Fluorescently labeled phalloidins have been extensively used to visualize the actin cytoskeleton; the dynamics of the actin cytoskeleton are important for a variety of cellular processes from cell motility to cell shape, from muscular contraction to cytokinesis, and more.
Molecular Probes (Invitrogen) is the leader in the field of fluorescently labeled compounds; among the compounds they offer are many fluorescent derivatives of phalloidin and phallacidin. They developed an entire range of labeled phalloidins with excitation wavelengths from 346 to 679 nm and emission maxima from 442 to 702 nm, respectively. The green-fluorescent dye – Alexa Fluor 488, the red-orange – Alexa Fluor 568, the red – Alexa Fluor 594, and the far-red – Alexa Fluor 647 conjugates are more fluorescent, photostable and resistant to photobleaching than the spectrally similar fluorescein, Lissamine, rhodamine B, Texas Red and Cy5 conjugates, respectively. Alexa Fluors 546, 568, 594 successfully replaced rhodamine phalloidin in many multicolor applications because their emission spectra are better separated from those of the green-fluorescent Alexa Fluor 488, Oregon Green and fluorescein dyes. The fluorescently labeled phalloidins are of the best quality and can be used to detect filamentous actin (F-actin), the polymerized form of actin. Labeled phallotoxins have a similar affinity for large and small actin filaments and bind in a stoichiometric ratio of one phallotoxin per actin subunit. They stain F-actin selectively at nanomolar concentrations and are used to identify and quantify actin in tissue sections, cell cultures or cell-free preparations. Phallotoxins have advantages over antibodies for actin labeling because their binding properties do not change appreciably with actin from different species and their nonspecific staining is negligible.
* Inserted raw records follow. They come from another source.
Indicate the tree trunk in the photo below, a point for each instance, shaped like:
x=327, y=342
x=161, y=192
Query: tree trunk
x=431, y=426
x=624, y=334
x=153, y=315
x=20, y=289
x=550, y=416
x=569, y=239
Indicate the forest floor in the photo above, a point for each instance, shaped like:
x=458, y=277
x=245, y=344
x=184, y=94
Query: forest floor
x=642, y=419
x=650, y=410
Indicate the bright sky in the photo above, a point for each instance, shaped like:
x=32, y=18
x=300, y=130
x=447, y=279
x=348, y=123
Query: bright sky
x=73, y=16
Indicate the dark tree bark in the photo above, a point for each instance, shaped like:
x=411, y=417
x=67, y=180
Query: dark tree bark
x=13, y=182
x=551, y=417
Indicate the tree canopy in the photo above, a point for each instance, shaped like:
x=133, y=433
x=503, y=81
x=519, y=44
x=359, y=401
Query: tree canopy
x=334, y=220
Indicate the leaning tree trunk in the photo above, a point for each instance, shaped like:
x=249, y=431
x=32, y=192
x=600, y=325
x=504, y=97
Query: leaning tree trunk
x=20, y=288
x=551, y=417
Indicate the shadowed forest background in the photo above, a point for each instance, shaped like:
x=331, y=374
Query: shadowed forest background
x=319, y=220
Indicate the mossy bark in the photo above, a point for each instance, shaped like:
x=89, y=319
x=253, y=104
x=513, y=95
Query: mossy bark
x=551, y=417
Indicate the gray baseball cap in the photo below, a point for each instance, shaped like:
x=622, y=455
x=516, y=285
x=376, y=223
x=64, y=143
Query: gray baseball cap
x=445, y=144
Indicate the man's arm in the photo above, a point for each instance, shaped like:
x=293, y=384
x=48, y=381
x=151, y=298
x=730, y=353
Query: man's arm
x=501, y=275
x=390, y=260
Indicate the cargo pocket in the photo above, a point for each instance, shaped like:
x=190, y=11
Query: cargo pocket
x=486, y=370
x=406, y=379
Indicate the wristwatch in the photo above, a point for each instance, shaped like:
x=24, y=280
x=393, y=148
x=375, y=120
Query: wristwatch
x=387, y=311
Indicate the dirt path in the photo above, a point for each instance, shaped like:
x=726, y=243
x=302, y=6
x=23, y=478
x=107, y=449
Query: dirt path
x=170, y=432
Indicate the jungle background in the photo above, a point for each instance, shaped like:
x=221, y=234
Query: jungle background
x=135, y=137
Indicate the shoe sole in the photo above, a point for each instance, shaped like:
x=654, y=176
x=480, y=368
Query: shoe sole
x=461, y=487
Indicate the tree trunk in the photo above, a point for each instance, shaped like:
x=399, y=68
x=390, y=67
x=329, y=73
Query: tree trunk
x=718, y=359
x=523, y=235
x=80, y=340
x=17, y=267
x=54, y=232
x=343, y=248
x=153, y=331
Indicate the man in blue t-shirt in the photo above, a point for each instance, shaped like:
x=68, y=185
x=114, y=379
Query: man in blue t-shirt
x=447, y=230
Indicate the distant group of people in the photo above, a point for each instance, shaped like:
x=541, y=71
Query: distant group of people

Molecular Probes has also reagents to detect monomeric, unpolimerized G-actin, and thus to investigate actin cytoskeleton dynamics in vivo. Using different fluorochrome probes for both monomeric and polymeric actin, one can simultaneously visualize these 2 actin pools and follow the kinetics of actin cytoskeleton.
Molecular Probes phallotoxins are bicyclic peptides isolated from the deadly mushroom Amanita phalloides. They are not cell permeant, therefore for living cells studies, they must be microinjected. As fluorescent phalloidin conjugates are not permeant to live cells, they can be used also to detect cells that have compromised membranes. In addition, Molecular Probes offers unlabeled phalloidin for blocking F-actin staining by labeled phallotoxins and for use as control.
We extensively use Rhodamine phalloidin and Alexa Fluor 488 phalloidin and the results are constantly spectacular. The stocks are reconstituted in methanol to a final concentration of 200 units/ml (6.6 µM) and are stable for at least 1 year at -20ºC. They are rather toxic and should be handled with care and protected from light in storage and during staining. We also keep aliquots at -100ºC. We usually use formaldehyde fixation with 16% formaldehyde in 1:1 PBS:heptane buffer as it best preserves actin in Drosophila embryos, the biological material we use. We dilute 5 µl of methanol stock solution in 200 µl PBS for each coverslip and use 2% BSA in PBS to reduce the background fluorescence. We then incubate for 1 h at room temperature or overnight at 4ºC. We perform the incubation in a moist chamber made from a Petri dish, wet Whatmann paper and Parafilm to avoid evaporation. We usually do triple labelings with Alexa 488, Alexa 568 and TOTO–3 iodide, also from Molecular Probes. We do not use any signal enhancer as the fluorochrome is extremely bright.
We capture images with a Nikon Eclipse TE2000-E inverted microscope (Nikon Mississauga, ON, Canada) equipped with a Perkin Elmer Life Sciences UltraVIEW confocal spinning disk (Perkin Elmer Life Sciences, Missisauga, ON, Canada) and a Hamamatsu Orca-ER camera (Hamamatsu Photonics, Hamamatsu, Japan).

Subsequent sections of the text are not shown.